Armenian based NGO Armenian Women for Health and Healthy Environment (AWHHE) undertook a project to produce a Mercury Country Status Report for Armenia. Their investigation into mercury pollution has contributed important information to the national efforts to develop an inventory of mercury pollution sources and contaminated sites which they have been able to share with key stakeholders and the public.
Pesticides and Agriculture
In order to promote the FAO Code of Conduct and elimination of hazardous pesticide use in favor of more sustainable agricultural practices, AWHHE surveyed farmers and citizens in 4 villages to determine their awareness levels about and use of pesticides. Thereafter they organized a series of discussion groups with residents, farmers, youth groups, and local government officials to discuss the results, as well as distribute Armenian-language educational materials they hd drafted.
A situational analysis of POPs in the Morogoro Hotspot Area was conducted by Tanzania Association of Public Occupational and Environmental Health Experts (TAPOHE) in 2011. Participatory survey methods including desk review, in-depth interviews with key informants, focused group discussions and participants’ observations were used to collect data. Additionally, soil and biota samples (plants) were collected for pesticide chemical analysis. Findings from the situational analysis confirmed that Morogoro is one of the most DDT (and other obsolete pesticides)- contaminated sites in the country.
A 3-day workshop was organized by Cameroon Pesticide Action Network to raise awareness about the FAO Code of conduct on the production, distribution and use of pesticides. Topics included a general background on pesticides, dangers of pesticide use on humans and the environment, pesticides registration in Cameroon, alternatives, the IPM concept and its implementation in Cameroon, etc. Civil society, Farmers' Associations, pesticides importers and distributors and government representatives attended.
For this project, Association pour la Recherche et la Formation en Agro-écologie (ARFA) conducted field demonstrations for farmers in Burkina Faso on the effectiveness of the fungus Trichoderma as a way to move away from the use of highly hazardous pesticides. Additionally, they shared information on the Food and Agriculture Organisation's (FAO's) International Code of Conduct concerning the Distribution and Use of Pesticides, and distributed various information materials about non-hazardous pest control.
In 2010, the NGO groundWork (Friends of the Earth South Africa) convened over 65 farmers from around the country who expressed a desire to educate themselves about the safe handling and proper use of pesticides. Over the course of two days, participants took part in educational sessions that included guided tours of farms practicing permaculture and organic practices. Other interactive discussion sessions featured conversations about basic workplace safety.
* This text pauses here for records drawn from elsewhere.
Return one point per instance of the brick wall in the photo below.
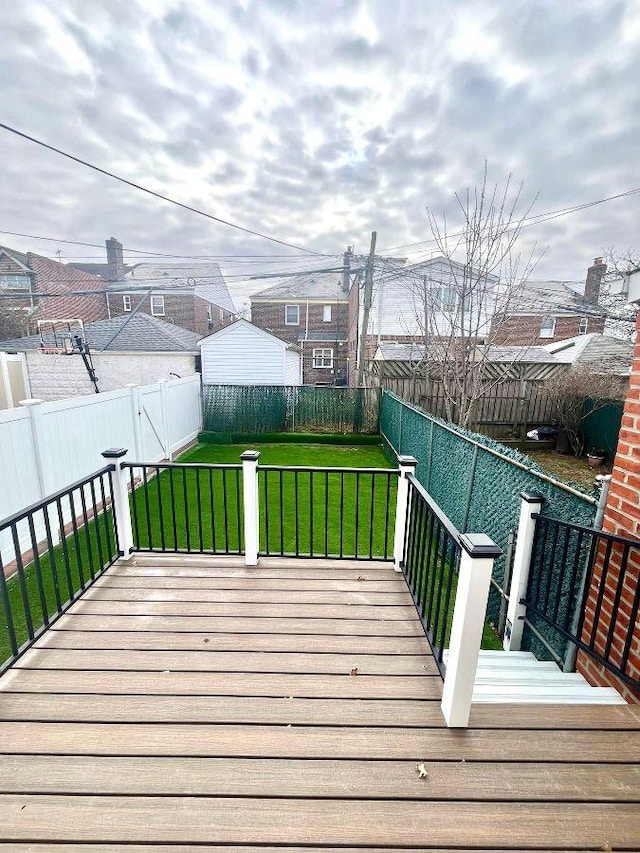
(523, 331)
(622, 516)
(56, 377)
(181, 309)
(270, 317)
(53, 277)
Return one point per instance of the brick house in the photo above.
(310, 310)
(29, 278)
(548, 311)
(615, 604)
(193, 296)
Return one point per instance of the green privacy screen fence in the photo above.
(475, 480)
(290, 408)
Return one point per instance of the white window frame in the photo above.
(323, 358)
(287, 322)
(154, 311)
(550, 331)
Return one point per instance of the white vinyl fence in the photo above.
(45, 447)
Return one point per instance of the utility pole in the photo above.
(366, 310)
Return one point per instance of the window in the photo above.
(445, 298)
(548, 327)
(15, 282)
(323, 358)
(292, 315)
(157, 306)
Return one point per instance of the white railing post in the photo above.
(407, 466)
(120, 499)
(531, 503)
(469, 614)
(251, 508)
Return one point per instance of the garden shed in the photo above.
(243, 354)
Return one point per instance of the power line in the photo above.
(147, 252)
(153, 193)
(529, 220)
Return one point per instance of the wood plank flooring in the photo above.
(192, 704)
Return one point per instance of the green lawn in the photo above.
(350, 511)
(187, 510)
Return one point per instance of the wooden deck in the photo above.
(193, 704)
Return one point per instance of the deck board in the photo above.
(193, 704)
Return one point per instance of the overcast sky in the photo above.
(317, 121)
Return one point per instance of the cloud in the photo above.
(317, 122)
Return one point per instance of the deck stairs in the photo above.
(518, 677)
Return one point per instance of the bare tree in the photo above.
(460, 305)
(573, 390)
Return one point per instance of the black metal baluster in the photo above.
(387, 520)
(52, 559)
(133, 497)
(265, 475)
(616, 600)
(147, 509)
(22, 584)
(87, 532)
(185, 493)
(76, 544)
(281, 518)
(239, 523)
(295, 488)
(326, 513)
(371, 514)
(38, 569)
(96, 523)
(172, 492)
(8, 614)
(196, 471)
(225, 510)
(311, 513)
(65, 549)
(163, 543)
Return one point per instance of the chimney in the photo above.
(115, 263)
(595, 274)
(346, 269)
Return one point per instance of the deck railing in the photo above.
(583, 594)
(430, 564)
(57, 547)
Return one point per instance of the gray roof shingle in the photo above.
(142, 333)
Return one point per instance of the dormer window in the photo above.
(15, 282)
(548, 327)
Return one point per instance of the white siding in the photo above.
(292, 368)
(243, 356)
(58, 377)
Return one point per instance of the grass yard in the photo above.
(201, 509)
(302, 513)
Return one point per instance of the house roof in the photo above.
(99, 269)
(242, 323)
(595, 349)
(327, 285)
(550, 297)
(138, 333)
(206, 281)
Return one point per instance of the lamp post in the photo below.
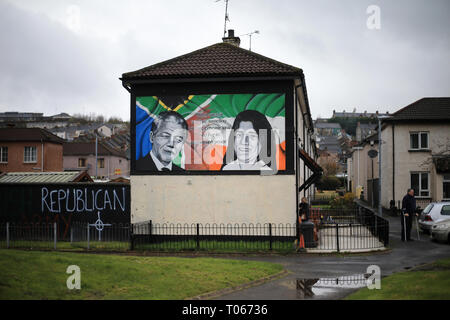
(380, 144)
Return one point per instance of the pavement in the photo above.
(400, 257)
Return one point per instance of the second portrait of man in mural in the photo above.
(251, 143)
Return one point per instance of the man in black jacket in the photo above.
(408, 211)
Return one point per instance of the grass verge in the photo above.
(427, 282)
(42, 275)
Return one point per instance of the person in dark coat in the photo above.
(408, 211)
(303, 210)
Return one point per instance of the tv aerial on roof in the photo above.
(227, 18)
(250, 36)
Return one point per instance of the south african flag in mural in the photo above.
(211, 132)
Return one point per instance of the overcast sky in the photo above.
(67, 56)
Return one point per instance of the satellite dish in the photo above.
(372, 153)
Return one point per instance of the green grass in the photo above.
(168, 246)
(221, 246)
(42, 275)
(429, 282)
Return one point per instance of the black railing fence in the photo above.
(334, 231)
(169, 236)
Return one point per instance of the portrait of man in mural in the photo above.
(167, 136)
(211, 132)
(250, 144)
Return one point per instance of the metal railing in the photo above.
(348, 230)
(334, 231)
(211, 237)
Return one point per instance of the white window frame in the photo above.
(419, 133)
(84, 160)
(2, 153)
(418, 195)
(99, 160)
(445, 180)
(32, 157)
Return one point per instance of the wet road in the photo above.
(402, 256)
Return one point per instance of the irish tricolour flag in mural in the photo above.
(210, 119)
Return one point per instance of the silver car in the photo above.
(433, 212)
(441, 231)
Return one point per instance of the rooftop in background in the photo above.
(327, 125)
(355, 114)
(28, 134)
(424, 109)
(31, 116)
(220, 60)
(45, 177)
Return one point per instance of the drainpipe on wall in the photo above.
(296, 151)
(42, 155)
(393, 163)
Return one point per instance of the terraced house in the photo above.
(30, 149)
(416, 152)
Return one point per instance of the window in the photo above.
(445, 211)
(446, 186)
(101, 163)
(81, 162)
(3, 154)
(29, 155)
(427, 209)
(420, 183)
(418, 140)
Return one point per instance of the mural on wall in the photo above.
(218, 132)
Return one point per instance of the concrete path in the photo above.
(306, 266)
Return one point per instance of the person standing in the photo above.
(304, 210)
(408, 211)
(303, 215)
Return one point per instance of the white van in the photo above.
(434, 212)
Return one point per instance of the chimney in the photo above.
(232, 39)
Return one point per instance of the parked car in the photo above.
(441, 231)
(432, 213)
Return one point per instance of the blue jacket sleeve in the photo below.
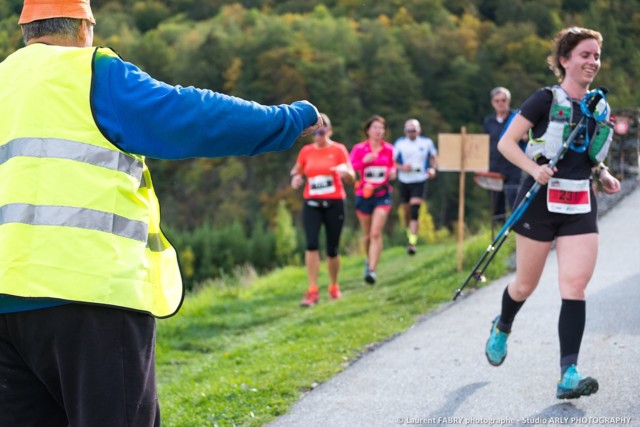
(144, 116)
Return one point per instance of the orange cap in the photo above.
(35, 10)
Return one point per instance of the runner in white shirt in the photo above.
(416, 159)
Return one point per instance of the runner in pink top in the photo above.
(373, 161)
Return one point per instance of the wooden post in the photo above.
(463, 134)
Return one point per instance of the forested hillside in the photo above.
(429, 59)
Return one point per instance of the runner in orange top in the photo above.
(325, 163)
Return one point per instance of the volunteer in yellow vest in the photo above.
(564, 210)
(84, 266)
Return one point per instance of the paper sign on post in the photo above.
(476, 153)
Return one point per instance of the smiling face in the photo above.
(376, 131)
(583, 62)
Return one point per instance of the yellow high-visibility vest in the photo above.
(79, 219)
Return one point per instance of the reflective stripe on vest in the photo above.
(71, 150)
(79, 220)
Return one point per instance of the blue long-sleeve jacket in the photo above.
(144, 116)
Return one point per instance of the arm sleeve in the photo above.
(144, 116)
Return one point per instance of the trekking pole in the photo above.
(492, 250)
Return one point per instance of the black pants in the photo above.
(328, 212)
(78, 365)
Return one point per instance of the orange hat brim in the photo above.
(35, 10)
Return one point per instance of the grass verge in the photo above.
(243, 354)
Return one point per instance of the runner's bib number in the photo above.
(568, 196)
(375, 174)
(321, 184)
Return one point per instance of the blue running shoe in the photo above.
(572, 385)
(496, 349)
(370, 278)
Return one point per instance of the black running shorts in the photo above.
(539, 224)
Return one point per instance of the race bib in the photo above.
(375, 174)
(568, 196)
(321, 184)
(417, 168)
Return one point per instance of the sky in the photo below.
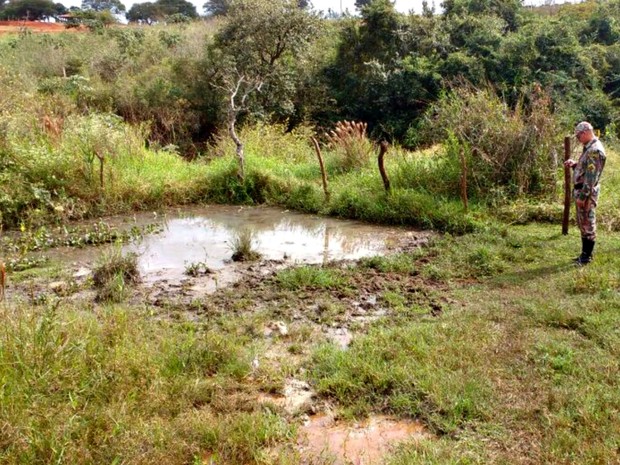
(337, 5)
(404, 6)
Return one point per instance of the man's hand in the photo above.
(584, 204)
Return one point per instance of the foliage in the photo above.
(33, 10)
(502, 151)
(348, 138)
(217, 7)
(162, 9)
(115, 6)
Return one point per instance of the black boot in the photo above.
(583, 249)
(586, 255)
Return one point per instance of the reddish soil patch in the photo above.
(13, 27)
(358, 443)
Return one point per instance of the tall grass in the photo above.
(114, 386)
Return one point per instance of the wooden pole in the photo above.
(463, 179)
(322, 165)
(383, 150)
(567, 187)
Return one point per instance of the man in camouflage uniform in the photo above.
(586, 177)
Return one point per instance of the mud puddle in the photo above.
(324, 439)
(203, 238)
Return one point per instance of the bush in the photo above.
(506, 151)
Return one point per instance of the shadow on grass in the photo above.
(520, 277)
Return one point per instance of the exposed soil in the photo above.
(337, 314)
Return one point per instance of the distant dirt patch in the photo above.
(362, 442)
(14, 27)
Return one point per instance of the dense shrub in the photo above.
(503, 151)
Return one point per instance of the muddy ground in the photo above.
(285, 320)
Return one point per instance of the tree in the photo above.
(359, 4)
(249, 53)
(217, 7)
(114, 6)
(508, 10)
(176, 7)
(146, 12)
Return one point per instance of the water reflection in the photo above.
(205, 235)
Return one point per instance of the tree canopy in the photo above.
(31, 9)
(114, 6)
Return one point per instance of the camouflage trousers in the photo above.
(586, 221)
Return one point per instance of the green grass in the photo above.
(520, 363)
A workshop was conducted by OSHE to assess the current uses, hazards, policies, and regulatory frameworks regarding the use of pesticides within the Bangladeshi agricultural community. Workshop participants were given information about alternatives to pesticide use, including the implementation of IPM practices. The meeting activities resulted in formal recommendations about how targeted stakeholders could minimize or phase-out the use of hazardous pesticides.
ECOVISION organizeed an awareness campaign with local authorities, NGOs and rural farmers concerning the terrible contamination from obsolete pesticides in the Kvemi Kartli on of Georgia.
Parivartan Pariharpur Sansthan (PPS) helped small and marginal farmers in the Madhubani district of India form 10 "Farmer’s Clubs" (with 10-12 members) to encourage collaborative capacity building, resource sharing, networking with local government, as well as training in Integrated Pest Management. Among the other successes of this program, Parivartan noted that encouraging the Farmer Club model has strengthened community ties between farmers, villagers, and government officials, and made them all aware of the critical need for sustainable ecological practices.
Continuing their research on highly toxic pesticide use in North Sumatra and Central Java, Gita Pertiwi conducted an overall assessment of the current pesticide situation. This assessment used survey, interview, and observation methods to document the types of pesticides currently in use, how they are used, and the health effects on those using them. In addition, Gita Pertiwi also conducted market research exploring the advertising and selling practices of distributors and local vendors of pesticides.